When my dear friend Kat came to visit on the day after my son’s first birthday, she brought with her several books, one of which was Rachel Cusk’s brilliant, startling book A Life’s Work: On Becoming a Mother.

Kat expressed regret that she had not gotten the book to me sooner, but now having read the book, I have to say I think her timing was perfect. I’m not sure my elated, exhausted heart could have stood the revelations this book provided any sooner than now. In short, it is a deeply moving book which may reveal to you the core of your secret heart during that first year of motherhood.

My husband and I don’t typically fight but this year has brought several merciless arguments, many of them ending (or beginning) with my husband saying, “I know how you feel” (and he has every right to believe this as he has been an excellent provider of care for our son and has suffered exhaustion and has experienced the deep love) and with me saying, “No, you don’t.”

I keep trying to explain how I feel to my husband but cannot find the words and it seems I don’t have to now because Rachel Cusk has found them for me. The fear, the loneliness, the exhaustion. The desire to escape, to find the lost self. And above and beyond all, the exquisite, blinding, all-encompassing love for this being who once shared your body and forever more seeks independence, as you seek reconnection.

Simply put, Cusk is fearless in her examination of motherhood.

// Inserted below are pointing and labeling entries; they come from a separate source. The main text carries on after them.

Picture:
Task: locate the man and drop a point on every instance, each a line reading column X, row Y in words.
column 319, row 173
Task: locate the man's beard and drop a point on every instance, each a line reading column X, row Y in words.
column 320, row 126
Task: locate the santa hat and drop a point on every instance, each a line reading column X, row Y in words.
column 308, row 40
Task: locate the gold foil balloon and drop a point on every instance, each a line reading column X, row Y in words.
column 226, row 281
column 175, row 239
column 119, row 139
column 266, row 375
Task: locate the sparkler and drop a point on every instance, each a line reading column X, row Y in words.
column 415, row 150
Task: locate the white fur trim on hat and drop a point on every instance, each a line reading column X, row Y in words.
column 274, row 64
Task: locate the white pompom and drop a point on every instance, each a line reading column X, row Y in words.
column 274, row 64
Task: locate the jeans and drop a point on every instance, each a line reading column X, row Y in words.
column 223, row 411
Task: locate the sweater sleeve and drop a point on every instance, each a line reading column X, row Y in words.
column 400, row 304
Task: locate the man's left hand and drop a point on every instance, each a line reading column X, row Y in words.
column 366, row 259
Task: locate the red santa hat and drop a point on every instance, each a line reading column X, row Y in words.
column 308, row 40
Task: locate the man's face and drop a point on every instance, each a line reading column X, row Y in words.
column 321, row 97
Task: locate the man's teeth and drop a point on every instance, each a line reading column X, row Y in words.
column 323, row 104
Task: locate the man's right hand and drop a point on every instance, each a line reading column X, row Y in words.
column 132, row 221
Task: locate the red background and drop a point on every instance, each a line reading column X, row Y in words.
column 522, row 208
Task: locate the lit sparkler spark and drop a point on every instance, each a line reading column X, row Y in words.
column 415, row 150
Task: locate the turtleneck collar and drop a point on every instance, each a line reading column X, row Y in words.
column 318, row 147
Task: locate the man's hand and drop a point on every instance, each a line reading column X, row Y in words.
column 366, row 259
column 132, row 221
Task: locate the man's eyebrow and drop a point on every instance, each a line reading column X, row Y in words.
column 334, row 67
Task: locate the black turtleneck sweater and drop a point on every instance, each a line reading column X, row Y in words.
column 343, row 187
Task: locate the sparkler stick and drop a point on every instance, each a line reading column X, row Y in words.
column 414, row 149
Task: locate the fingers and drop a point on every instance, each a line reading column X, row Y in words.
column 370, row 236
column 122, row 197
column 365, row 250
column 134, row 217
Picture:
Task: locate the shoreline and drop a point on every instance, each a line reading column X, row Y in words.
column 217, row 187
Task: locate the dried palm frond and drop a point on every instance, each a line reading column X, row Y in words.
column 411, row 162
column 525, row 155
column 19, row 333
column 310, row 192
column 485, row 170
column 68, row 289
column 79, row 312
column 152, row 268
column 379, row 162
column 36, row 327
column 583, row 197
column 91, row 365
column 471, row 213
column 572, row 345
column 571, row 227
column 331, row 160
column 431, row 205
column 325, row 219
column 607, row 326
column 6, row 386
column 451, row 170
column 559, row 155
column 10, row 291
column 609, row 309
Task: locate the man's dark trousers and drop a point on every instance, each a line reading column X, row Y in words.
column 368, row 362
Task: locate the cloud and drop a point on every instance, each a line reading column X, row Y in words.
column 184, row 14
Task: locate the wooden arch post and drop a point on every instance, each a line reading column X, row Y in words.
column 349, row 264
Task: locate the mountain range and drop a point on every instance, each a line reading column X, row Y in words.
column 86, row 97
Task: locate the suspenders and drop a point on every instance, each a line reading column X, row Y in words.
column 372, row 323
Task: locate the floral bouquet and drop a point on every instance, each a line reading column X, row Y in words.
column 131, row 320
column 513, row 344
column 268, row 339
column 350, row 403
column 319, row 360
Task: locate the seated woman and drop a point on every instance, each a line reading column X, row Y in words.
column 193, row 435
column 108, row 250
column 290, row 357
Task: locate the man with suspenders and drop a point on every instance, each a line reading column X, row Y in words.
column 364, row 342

Here, at the end of the book when Cusk witnesses a new mother with her own mother in a shop, she encapsulates so beautifully, how I feel, or rather, how I have felt:

“She can’t bear something to go unresolved, unfinished, for she fears that nothing will ever be resolved again. She’s trying to keep up, to stay in time, but she’s swimming against a powerful current. I see her steal looks at her mother, brimming with longing and confusion and hurt. After all these years she has discovered her mother’s secret and it is somehow disappointing, a let-down, for she is in those first days of her parturition both mother and child, and the passionate emotion she feels for her vulnerable self finds no reflection in her own mother’s disapproval, her compassionless urge to dispute. Years of human politics have adhered to her mother’s heart: they hang from it like stalectites, like moss. Her own heart is new, raw, frantically pulsing. Will time turn it, too, unfeeling?

The baby cries and cries; and it is all I can do not to lift it from its stroller and hold its small, frightened body close against my chest, hold it and hold it until it stops, so certain am I that it would, that it would know that I knew, and be consoled.”

Cusk is funny, smart. Her views may shock you if you are not used to honesty. At its core, you will probably see what I saw as I read, that this is a woman who deeply loves her children and who understands how we become a mother to the world when we become a mother.

With that, I say thank you very much for writing this book, Rachel Cusk, and thank you very much for giving it to me, Katrina Denza.